Devesh Kumar, India Head, CIMB feels that we could see some policy action from the government now that the Parliament has been adjourned. Kumar’s reasoning is that most of key policy decisions were taken when the Parliament was not in session.
In an interview with CNBC-TV18, Kumar said that the current rally is being driven purely by foreign fund flows because of the bullish mood in global equity markets. He sees discretionary spending by consumers slowing down a bit, but does not see it as a major concern. Kumar sees many companies restructuring themselves over the next 12-18 months.
Below is the verbatim transcript of Devesh Kumar's interview on CNBC-TV18
Q: We had a fantastic run this month, 10 percent rally for the index. How much more would you give it and how are you calling this current move?

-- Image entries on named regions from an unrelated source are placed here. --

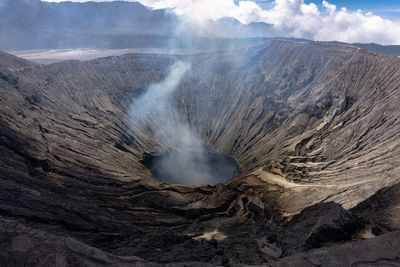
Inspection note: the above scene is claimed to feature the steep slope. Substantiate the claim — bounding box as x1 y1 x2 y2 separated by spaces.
0 40 400 265
0 51 35 70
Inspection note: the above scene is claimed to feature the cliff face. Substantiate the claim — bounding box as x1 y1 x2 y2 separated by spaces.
0 40 400 265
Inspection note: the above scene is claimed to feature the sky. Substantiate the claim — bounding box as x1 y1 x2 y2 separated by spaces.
42 0 400 45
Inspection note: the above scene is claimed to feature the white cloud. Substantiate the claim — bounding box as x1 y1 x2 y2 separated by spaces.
41 0 400 44
139 0 400 44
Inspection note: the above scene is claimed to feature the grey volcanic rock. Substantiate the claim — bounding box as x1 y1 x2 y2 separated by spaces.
0 40 400 266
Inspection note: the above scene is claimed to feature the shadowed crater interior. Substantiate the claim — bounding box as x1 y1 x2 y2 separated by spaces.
142 149 240 185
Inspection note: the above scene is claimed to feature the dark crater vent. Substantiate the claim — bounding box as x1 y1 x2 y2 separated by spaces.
142 149 240 185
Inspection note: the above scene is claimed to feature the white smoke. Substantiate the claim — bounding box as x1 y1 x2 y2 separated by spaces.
129 61 227 184
139 0 400 44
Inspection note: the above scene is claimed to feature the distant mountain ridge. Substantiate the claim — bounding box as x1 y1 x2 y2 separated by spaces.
0 0 400 56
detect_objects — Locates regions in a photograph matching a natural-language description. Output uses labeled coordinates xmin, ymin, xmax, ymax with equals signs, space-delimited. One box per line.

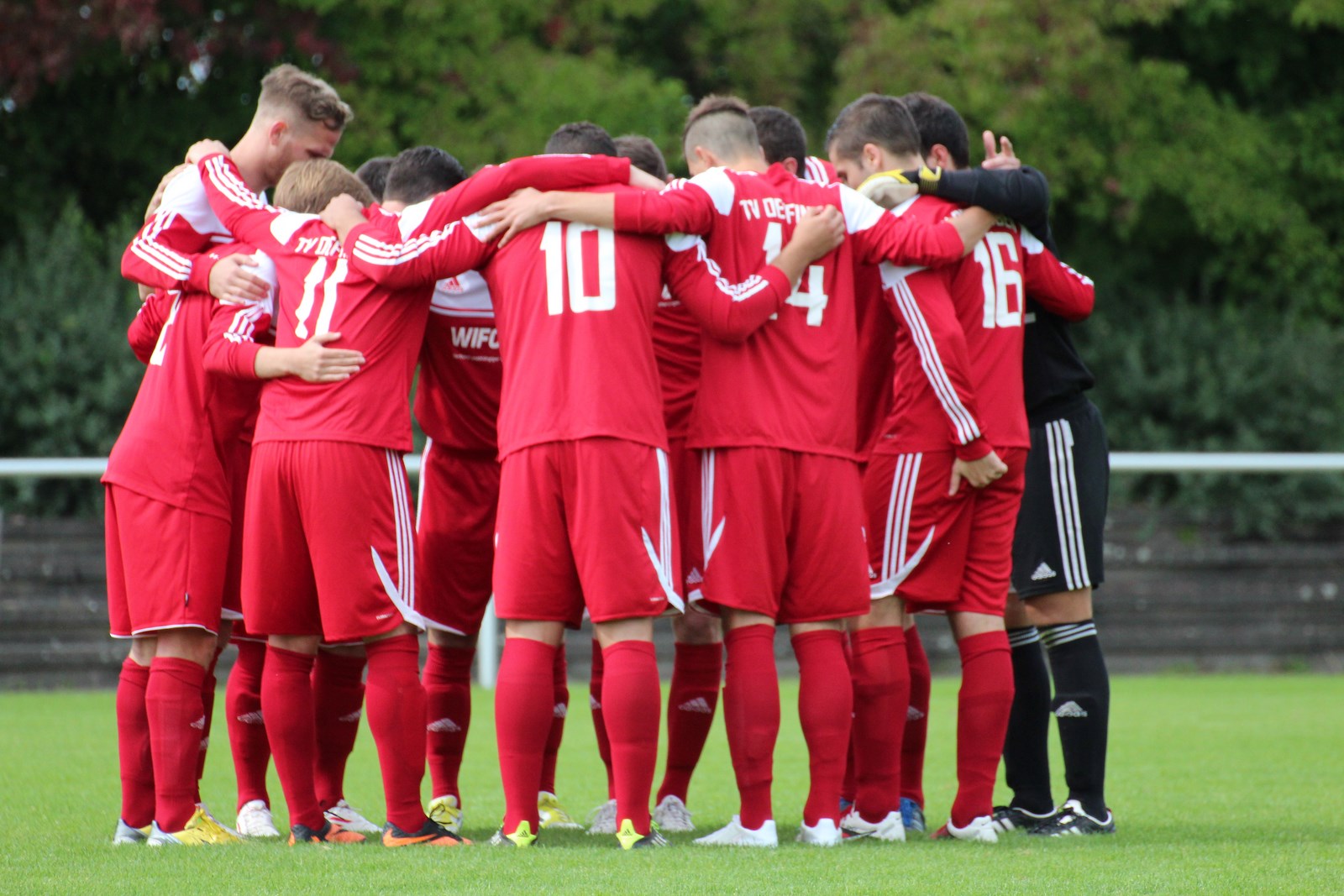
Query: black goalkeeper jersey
xmin=921 ymin=165 xmax=1097 ymax=426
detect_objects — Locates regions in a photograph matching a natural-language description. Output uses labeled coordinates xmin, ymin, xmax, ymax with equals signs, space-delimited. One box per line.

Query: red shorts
xmin=244 ymin=442 xmax=421 ymax=643
xmin=668 ymin=437 xmax=704 ymax=602
xmin=701 ymin=448 xmax=869 ymax=623
xmin=105 ymin=484 xmax=230 ymax=638
xmin=222 ymin=439 xmax=251 ymax=621
xmin=863 ymin=448 xmax=1026 ymax=616
xmin=415 ymin=439 xmax=500 ymax=636
xmin=495 ymin=438 xmax=681 ymax=626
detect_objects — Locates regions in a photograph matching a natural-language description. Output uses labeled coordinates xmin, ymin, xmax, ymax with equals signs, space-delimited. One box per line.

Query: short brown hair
xmin=827 ymin=92 xmax=925 ymax=159
xmin=257 ymin=63 xmax=354 ymax=130
xmin=274 ymin=159 xmax=374 ymax=215
xmin=681 ymin=94 xmax=761 ymax=159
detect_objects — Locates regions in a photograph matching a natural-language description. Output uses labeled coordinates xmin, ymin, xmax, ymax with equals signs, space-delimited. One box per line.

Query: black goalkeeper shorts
xmin=1012 ymin=399 xmax=1110 ymax=599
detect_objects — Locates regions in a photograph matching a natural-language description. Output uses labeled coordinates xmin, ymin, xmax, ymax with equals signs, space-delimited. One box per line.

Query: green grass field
xmin=0 ymin=676 xmax=1344 ymax=896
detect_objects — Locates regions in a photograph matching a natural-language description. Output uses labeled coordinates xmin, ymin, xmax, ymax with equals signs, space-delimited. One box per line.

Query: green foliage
xmin=0 ymin=204 xmax=144 ymax=515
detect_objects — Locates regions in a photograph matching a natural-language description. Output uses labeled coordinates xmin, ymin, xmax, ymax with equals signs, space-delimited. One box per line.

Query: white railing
xmin=0 ymin=451 xmax=1344 ymax=688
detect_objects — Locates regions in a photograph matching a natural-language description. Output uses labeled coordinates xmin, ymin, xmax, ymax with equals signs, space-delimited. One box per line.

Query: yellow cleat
xmin=536 ymin=790 xmax=583 ymax=831
xmin=150 ymin=804 xmax=244 ymax=846
xmin=491 ymin=820 xmax=536 ymax=849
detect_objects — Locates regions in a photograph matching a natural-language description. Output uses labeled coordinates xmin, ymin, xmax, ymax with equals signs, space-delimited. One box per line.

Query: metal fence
xmin=0 ymin=451 xmax=1344 ymax=688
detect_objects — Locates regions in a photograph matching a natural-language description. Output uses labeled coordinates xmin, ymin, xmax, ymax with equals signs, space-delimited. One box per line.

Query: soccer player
xmin=905 ymin=94 xmax=1116 ymax=836
xmin=486 ymin=97 xmax=990 ymax=846
xmin=196 ymin=141 xmax=659 ymax=847
xmin=118 ymin=65 xmax=351 ymax=849
xmin=328 ymin=123 xmax=838 ymax=849
xmin=827 ymin=94 xmax=1093 ymax=842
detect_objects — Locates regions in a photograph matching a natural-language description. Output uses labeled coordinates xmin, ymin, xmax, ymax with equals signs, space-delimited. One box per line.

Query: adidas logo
xmin=677 ymin=697 xmax=714 ymax=716
xmin=1031 ymin=560 xmax=1059 ymax=582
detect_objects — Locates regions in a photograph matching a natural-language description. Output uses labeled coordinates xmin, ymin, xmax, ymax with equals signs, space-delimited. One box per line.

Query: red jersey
xmin=616 ymin=165 xmax=963 ymax=458
xmin=200 ymin=155 xmax=629 ymax=451
xmin=102 ymin=246 xmax=276 ymax=520
xmin=874 ymin=196 xmax=1093 ymax=459
xmin=415 ymin=271 xmax=504 ymax=451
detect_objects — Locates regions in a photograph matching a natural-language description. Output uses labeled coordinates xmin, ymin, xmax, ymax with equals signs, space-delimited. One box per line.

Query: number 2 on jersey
xmin=974 ymin=233 xmax=1023 ymax=329
xmin=761 ymin=220 xmax=831 ymax=327
xmin=542 ymin=220 xmax=616 ymax=314
xmin=294 ymin=258 xmax=348 ymax=338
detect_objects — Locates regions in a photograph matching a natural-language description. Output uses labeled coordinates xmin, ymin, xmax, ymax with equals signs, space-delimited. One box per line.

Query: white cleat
xmin=795 ymin=818 xmax=844 ymax=846
xmin=654 ymin=794 xmax=695 ymax=834
xmin=428 ymin=794 xmax=462 ymax=834
xmin=589 ymin=799 xmax=616 ymax=834
xmin=840 ymin=809 xmax=906 ymax=844
xmin=237 ymin=799 xmax=280 ymax=840
xmin=932 ymin=815 xmax=999 ymax=844
xmin=323 ymin=799 xmax=383 ymax=837
xmin=695 ymin=815 xmax=780 ymax=849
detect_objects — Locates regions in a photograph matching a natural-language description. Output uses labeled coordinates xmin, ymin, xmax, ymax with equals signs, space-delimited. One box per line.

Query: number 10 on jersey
xmin=542 ymin=220 xmax=616 ymax=314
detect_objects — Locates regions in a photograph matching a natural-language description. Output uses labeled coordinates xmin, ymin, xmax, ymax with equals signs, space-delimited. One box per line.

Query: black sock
xmin=1040 ymin=619 xmax=1110 ymax=818
xmin=1004 ymin=626 xmax=1055 ymax=815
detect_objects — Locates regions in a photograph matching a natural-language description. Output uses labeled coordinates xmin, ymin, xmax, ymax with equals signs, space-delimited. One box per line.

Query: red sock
xmin=952 ymin=631 xmax=1013 ymax=827
xmin=589 ymin=638 xmax=616 ymax=799
xmin=602 ymin=641 xmax=663 ymax=834
xmin=312 ymin=649 xmax=363 ymax=809
xmin=197 ymin=647 xmax=224 ymax=802
xmin=260 ymin=645 xmax=325 ymax=831
xmin=421 ymin=643 xmax=475 ymax=804
xmin=495 ymin=638 xmax=556 ymax=834
xmin=793 ymin=630 xmax=853 ymax=825
xmin=224 ymin=641 xmax=270 ymax=809
xmin=900 ymin=626 xmax=932 ymax=809
xmin=840 ymin=638 xmax=858 ymax=806
xmin=145 ymin=657 xmax=206 ymax=833
xmin=542 ymin=643 xmax=570 ymax=794
xmin=657 ymin=643 xmax=723 ymax=802
xmin=117 ymin=657 xmax=154 ymax=831
xmin=723 ymin=625 xmax=780 ymax=831
xmin=851 ymin=626 xmax=910 ymax=824
xmin=365 ymin=634 xmax=428 ymax=833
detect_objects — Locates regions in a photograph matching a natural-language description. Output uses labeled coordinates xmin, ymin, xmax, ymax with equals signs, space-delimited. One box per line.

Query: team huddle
xmin=103 ymin=65 xmax=1114 ymax=849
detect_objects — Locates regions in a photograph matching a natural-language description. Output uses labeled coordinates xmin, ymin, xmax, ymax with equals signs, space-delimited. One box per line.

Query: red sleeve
xmin=202 ymin=302 xmax=270 ymax=380
xmin=883 ymin=267 xmax=993 ymax=461
xmin=614 ymin=180 xmax=715 ymax=237
xmin=1021 ymin=238 xmax=1095 ymax=321
xmin=663 ymin=237 xmax=793 ymax=343
xmin=126 ymin=291 xmax=173 ymax=364
xmin=197 ymin=153 xmax=285 ymax=249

A: This current rally is fueled by one, global liquidity which is flowing into this market and two, on commodity front crude, gold, we have seen some softening of prices both of which help India’s current account. So these two things have propelled us good.
Going forward at Sensex level or Nifty level, lot of things may not happen but a lot of action would be there at stock levels because next 12-18 months is a phase where Indian corporates will be gearing up for the next round or growth and a lot of restructuring would be happening. Due to the balance sheet stress, lot of companies will have to redefine their businesses so Indian corporate landscape is going to look very different in 12 months and that is where a stock picker will do a better job than someone who chases index.
Market forces have forced government to come out with a lot of policy initiatives so there are two levels of initiatives, one, consensus in parliament is required where there will be a slow move. Second, where at department level action can be taken, bottlenecks can be removed and that is where we feel there will be lot of action. The foreign capital, waiting outside, will find it easier to move into India and for that some announcement will come because a in the meeting with government, a lot of people have mentioned that flows need to improve and for that the entry norms have to be made a bit more easier.
Q: What are about the nature of these inflows? Is it the emerging market group within which India is beginning to pull more money or are you hearing of country specific funds beginning to get money? What exactly is the nature of the liquidity?
A: Currently, it is more of exchange traded fund (ETF) led and India is getting slightly more from emerging market kitty because people know that India's external side gets destructed by crude, gold and such imports and some improvement is taking place there. Lot of this money is not coming because there is conviction that Indian growth story is going to come back. When that conviction comes, it will not come only to foreigners, it will come to Indians also and there will be more retail activity.
When we see a lot of mutual fund raising in India, India specific funds overseas will also be able to raise money, that is not the case at this point in time. So currently, whatever flows we see is because people are seeing external sides improving a bit and ETFs from there money is coming into India. Global liquidity is improving and that is also benefitting India at this juncture.
Q: On Thursday, we saw weakness in the discretionary stocks because of disappointing earnings from Asian Paints, Jubilant Foodworks. Do you think there is some protracted slowdown in the consumer discretionary space and how would you approach that pocket now?
A: Inflation has impacted people’s wallets and so far we were not noticing it but over next one-two quarters, we may see this happen. When you take a longer term view in India then discretionary expenses will have to go up and this will now happen once the economic activity picks up. So in the interim, whatever we have seen in last eight years of continuous improvement in discretionary expenses may slow down a bit but it will not disappoint in a big way.
Q: Do you think this market has more headroom on the upside in terms of this rally getting extended further or do you think the market could enter some a consolidation phase?
A: It will now consolidate around the present levels, three-four points up or down. But if in days to come some more policy initiatives are announced which eases inflow of money, then that will bring a new class of investors, new set of investors into the market.
We are watching carefully and have found that when parliament is in session then there are fewer announcements, when parliament is not in session a lot of activities take place. So after the session, we may hear some more tweaking in policies where parliamentary approval is not required.